China is further advantaged by the size of its agricultural sector, which is 10 times larger than of the US’ and an area of the economy far less hit by social distancing. The pandemic, therefore, will affect the world’s largest economic power far more than its rising star.
Speculation or logical conclusion?
Due to the 2008 financial crisis and now the coronavirus pandemic, the primacy of the American economy is being threatened by the rocketing economic expansion of China.
As of May this year, the American economy has not spiked to the 24% rate of unemployment seen during the Great Depression of the 1930s, but the figure rose to around 14% (as reported by The Guardian) and is likely to increase. Less than half of all working-age Americans are estimated to earn a wage in May 2020, in an economy, according to the Business Insider, where consumption contributes to nearly 70% of GDP.

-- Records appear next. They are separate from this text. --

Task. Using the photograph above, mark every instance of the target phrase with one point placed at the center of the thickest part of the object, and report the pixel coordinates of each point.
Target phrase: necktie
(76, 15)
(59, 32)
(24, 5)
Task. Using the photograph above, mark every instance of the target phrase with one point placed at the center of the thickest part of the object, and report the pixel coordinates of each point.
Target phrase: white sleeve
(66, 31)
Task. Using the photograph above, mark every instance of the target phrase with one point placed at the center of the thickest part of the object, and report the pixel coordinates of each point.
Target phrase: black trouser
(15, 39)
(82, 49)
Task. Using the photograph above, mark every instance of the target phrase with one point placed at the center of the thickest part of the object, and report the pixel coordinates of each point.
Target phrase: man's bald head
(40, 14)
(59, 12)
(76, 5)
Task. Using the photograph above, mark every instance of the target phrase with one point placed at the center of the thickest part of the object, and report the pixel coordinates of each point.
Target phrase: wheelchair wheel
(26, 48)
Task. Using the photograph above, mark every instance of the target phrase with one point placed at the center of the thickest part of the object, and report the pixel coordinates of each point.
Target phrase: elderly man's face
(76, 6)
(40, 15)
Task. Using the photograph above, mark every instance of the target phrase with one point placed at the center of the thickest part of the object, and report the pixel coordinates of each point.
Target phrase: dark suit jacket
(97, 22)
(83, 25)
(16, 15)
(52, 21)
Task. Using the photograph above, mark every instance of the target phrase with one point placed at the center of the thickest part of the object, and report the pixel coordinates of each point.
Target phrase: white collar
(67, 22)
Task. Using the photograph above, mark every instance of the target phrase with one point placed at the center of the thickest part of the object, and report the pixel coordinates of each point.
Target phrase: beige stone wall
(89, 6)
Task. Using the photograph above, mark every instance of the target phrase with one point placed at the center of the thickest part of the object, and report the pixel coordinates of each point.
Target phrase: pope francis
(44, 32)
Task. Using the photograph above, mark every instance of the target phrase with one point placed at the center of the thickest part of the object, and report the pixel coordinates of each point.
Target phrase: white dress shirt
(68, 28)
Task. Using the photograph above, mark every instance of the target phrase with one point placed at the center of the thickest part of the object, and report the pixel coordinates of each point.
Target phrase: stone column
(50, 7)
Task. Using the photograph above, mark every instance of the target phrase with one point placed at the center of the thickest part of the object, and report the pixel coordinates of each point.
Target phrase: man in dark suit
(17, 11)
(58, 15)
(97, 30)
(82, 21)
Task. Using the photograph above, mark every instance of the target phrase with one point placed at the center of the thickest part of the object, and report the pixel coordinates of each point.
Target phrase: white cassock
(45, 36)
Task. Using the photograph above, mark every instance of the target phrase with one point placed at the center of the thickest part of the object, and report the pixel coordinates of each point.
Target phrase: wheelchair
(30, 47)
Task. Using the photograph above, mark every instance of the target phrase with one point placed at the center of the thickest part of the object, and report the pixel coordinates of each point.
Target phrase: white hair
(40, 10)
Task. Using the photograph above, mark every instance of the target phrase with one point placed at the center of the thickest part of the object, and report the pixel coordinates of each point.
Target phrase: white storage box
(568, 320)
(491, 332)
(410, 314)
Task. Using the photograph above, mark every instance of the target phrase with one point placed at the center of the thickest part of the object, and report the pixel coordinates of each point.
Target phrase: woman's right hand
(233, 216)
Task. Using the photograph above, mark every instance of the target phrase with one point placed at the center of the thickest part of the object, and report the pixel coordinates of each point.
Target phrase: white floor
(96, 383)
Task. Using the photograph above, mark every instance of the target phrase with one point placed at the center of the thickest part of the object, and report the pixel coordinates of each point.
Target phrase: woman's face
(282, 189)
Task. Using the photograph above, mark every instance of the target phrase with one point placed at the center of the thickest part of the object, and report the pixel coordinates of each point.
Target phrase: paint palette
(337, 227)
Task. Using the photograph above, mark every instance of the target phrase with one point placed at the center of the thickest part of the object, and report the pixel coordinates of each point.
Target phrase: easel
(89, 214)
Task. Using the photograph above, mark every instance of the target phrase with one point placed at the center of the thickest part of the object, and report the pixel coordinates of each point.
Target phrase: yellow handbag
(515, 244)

Compare this with the Chinese unemployment figure of just 5.9%, and it becomes clear that its recovery is several steps ahead. Chinese construction, oil refining and power plant activity have all begun to normalise.
On top of this, China was already on the way to recovering from the brief trade war with the US, which ended in a bilateral trade deal that leaves China in a good position, and could precipitate the US redirecting protectionist policies towards Europe.
It is for these reasons that China could very soon take the top spot as the world’s largest economy – not least because of this pandemic.